18. Here is wisdom. Let him that hath understanding count the number of the beast: for it is the number of a man; and his number is Six hundred threescore and six.
The state is the beast, and its number is 666, the symbol of everything evil. Society will be turned into a Panopticon prison, where the Revenue can, not only calculate every tax bill, but also seize payment. In the words of Friedrich von Hayek: “The complete delivery of the individual to the tyranny of the state, the final suppression of all means of escape not merely for the rich, but for everybody”?
Then we can expect ‘differential rights’ for ‘differentiated citizens’, identified in a data-base and policed by smart ID cards. Party members, will use the card to gorge on benefits – euphemistically called entitlements, while opponents, trapped by their Ahnenpass, are harassed, suppressed, and worse. How long before ‘Human Rights’ becomes as outdated as the “Divine Right of Kings’?
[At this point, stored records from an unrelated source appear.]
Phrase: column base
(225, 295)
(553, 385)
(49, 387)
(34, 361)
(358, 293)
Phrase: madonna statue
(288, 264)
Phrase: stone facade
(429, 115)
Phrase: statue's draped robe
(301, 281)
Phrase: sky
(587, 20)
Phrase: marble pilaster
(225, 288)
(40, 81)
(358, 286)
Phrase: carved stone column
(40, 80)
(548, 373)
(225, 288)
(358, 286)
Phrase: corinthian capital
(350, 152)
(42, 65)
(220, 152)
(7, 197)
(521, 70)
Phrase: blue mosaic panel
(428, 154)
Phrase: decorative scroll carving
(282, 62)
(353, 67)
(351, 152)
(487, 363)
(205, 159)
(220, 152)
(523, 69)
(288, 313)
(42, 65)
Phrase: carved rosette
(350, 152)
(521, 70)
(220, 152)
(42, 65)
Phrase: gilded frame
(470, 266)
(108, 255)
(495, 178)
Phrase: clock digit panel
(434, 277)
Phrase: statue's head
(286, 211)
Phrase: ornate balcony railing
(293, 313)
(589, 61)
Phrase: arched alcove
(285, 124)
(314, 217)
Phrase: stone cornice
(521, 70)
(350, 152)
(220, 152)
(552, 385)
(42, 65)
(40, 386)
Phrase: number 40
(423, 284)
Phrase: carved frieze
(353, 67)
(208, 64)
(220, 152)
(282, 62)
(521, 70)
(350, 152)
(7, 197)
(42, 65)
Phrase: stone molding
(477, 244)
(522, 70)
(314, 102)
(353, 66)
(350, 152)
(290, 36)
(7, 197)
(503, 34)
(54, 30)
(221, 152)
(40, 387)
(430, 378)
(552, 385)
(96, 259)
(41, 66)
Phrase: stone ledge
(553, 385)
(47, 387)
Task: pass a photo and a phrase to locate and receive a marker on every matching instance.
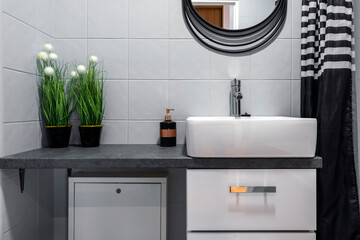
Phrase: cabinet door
(114, 211)
(251, 236)
(283, 200)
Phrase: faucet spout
(235, 98)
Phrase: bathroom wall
(25, 26)
(357, 78)
(152, 63)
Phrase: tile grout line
(128, 76)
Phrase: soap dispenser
(168, 131)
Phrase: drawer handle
(254, 189)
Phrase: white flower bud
(81, 69)
(74, 74)
(93, 59)
(49, 71)
(53, 56)
(48, 47)
(42, 56)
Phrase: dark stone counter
(142, 156)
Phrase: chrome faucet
(235, 98)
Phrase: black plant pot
(58, 136)
(90, 135)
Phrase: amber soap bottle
(168, 131)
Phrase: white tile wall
(153, 63)
(270, 97)
(190, 98)
(148, 99)
(25, 11)
(273, 62)
(148, 59)
(225, 67)
(20, 100)
(70, 19)
(108, 18)
(188, 60)
(114, 54)
(149, 20)
(116, 106)
(20, 137)
(46, 20)
(70, 50)
(21, 45)
(25, 27)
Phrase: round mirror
(234, 14)
(234, 26)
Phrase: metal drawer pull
(254, 189)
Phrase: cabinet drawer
(288, 205)
(117, 208)
(251, 236)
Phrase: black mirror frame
(239, 41)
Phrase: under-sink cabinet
(251, 236)
(117, 208)
(251, 200)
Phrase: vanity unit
(227, 198)
(228, 204)
(115, 207)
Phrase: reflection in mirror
(234, 14)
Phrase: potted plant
(56, 98)
(89, 88)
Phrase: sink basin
(251, 137)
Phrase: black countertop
(142, 156)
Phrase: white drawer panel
(117, 211)
(251, 236)
(211, 206)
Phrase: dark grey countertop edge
(143, 156)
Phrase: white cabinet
(117, 208)
(251, 200)
(251, 236)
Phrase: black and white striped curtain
(326, 94)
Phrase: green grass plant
(55, 93)
(89, 88)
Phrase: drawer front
(251, 236)
(117, 211)
(285, 200)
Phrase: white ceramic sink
(251, 137)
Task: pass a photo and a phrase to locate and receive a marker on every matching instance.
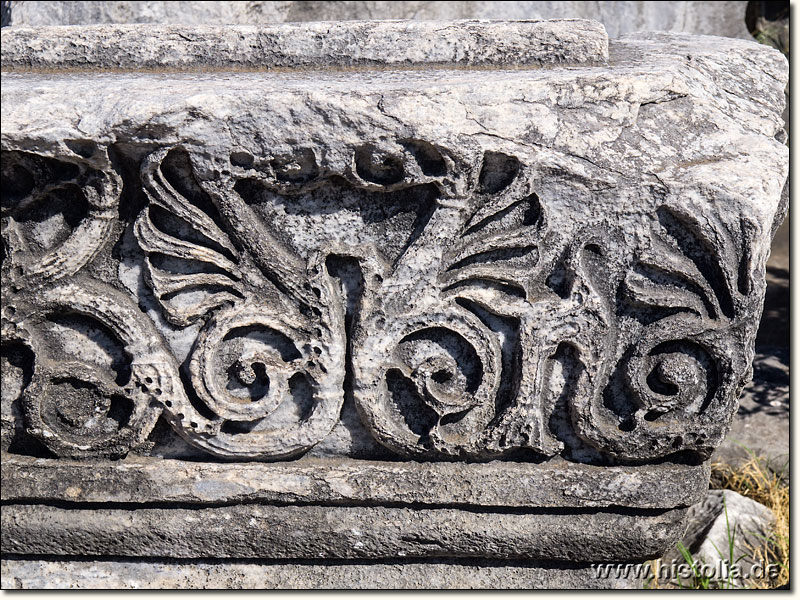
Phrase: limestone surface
(290, 292)
(725, 18)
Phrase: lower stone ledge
(330, 532)
(175, 574)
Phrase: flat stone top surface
(304, 45)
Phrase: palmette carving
(482, 333)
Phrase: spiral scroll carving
(445, 364)
(467, 317)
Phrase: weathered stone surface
(316, 45)
(496, 484)
(726, 18)
(723, 533)
(174, 574)
(436, 272)
(527, 255)
(332, 532)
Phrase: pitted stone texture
(470, 263)
(724, 18)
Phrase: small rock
(722, 534)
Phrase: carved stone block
(378, 291)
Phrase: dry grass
(757, 481)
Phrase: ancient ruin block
(410, 294)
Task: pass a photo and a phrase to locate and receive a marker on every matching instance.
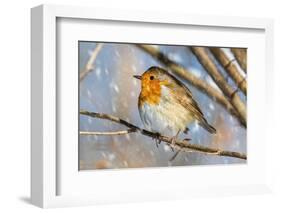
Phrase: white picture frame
(45, 178)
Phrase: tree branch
(122, 132)
(89, 66)
(230, 68)
(241, 56)
(179, 145)
(186, 75)
(210, 67)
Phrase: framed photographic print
(137, 106)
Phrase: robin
(167, 105)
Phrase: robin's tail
(207, 126)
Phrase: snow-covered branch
(89, 66)
(181, 145)
(230, 68)
(232, 95)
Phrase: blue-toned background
(110, 88)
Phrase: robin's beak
(137, 77)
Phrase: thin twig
(203, 57)
(90, 64)
(123, 132)
(188, 76)
(241, 56)
(230, 68)
(179, 145)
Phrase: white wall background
(15, 98)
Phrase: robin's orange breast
(150, 93)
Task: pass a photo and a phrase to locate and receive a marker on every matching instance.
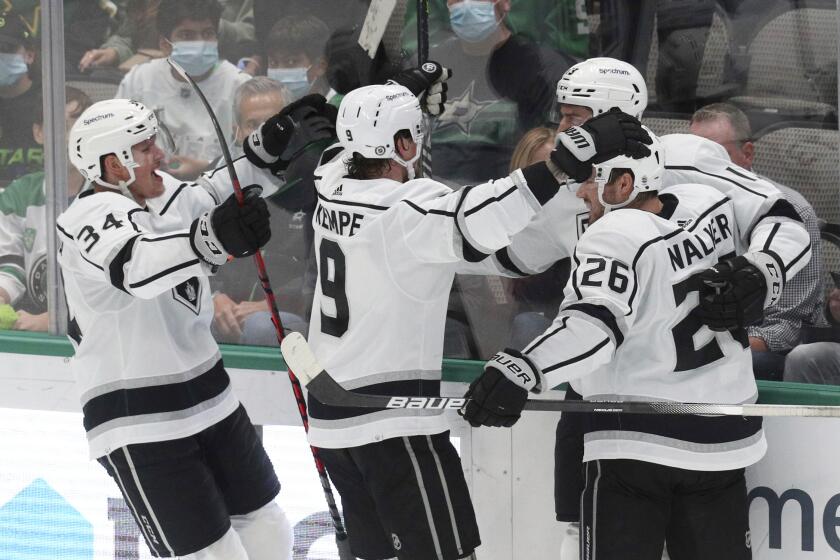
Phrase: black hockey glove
(733, 294)
(497, 396)
(428, 84)
(601, 138)
(284, 136)
(231, 230)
Rome used the threat of the Visigoths to extort penal taxes from its citizens. Today terrorism and organized crime are the equivalent justification. If parliament defines terrorism as ‘a threat to the financial viability of the state’, then tax collectors will have the right to sweat a suspected tax evader for 28 days without charge. You have been warned.
The US government may claim it is chasing narco-dollars, but it is using money-laundering laws to track down tax-flight dollars in Switzerland and Grand Cayman. Every global corporation is now at the regulatory sharp end of US extraterritorial muscle. Failure to comply will lead to the seizure of their dollar assets. Compliance with the demands of government: both in US and UK! That’s the next big issue for business; Sarbanes Oxley was just the start. Forget about computer hackers; government regulations are the ultimate denial of service attack on the corporate sector. It’s going to find itself knee-deep in compliance officers.
Don’t expect the EU to protect you. European politicians think that all businesses are run for their benefit, to pay for schemes that will buy them votes. Their tax freedom day is the end of June, a month later than ours, and we come six weeks after the US – they are in mid-April.
The European Union is just another collectivist disaster waiting to happen: the USSR with a forty-year time lag – the EU-SSR.
What do you get when you mix the British Pound (B£) with the EURO? The anagrammatic ROUB£E.
I have one piece of advice for you. In the words of W.C. Fields: “Start the day with a smile and get it over with”, because you’ve got nothing to smile about, when all taxation is theft.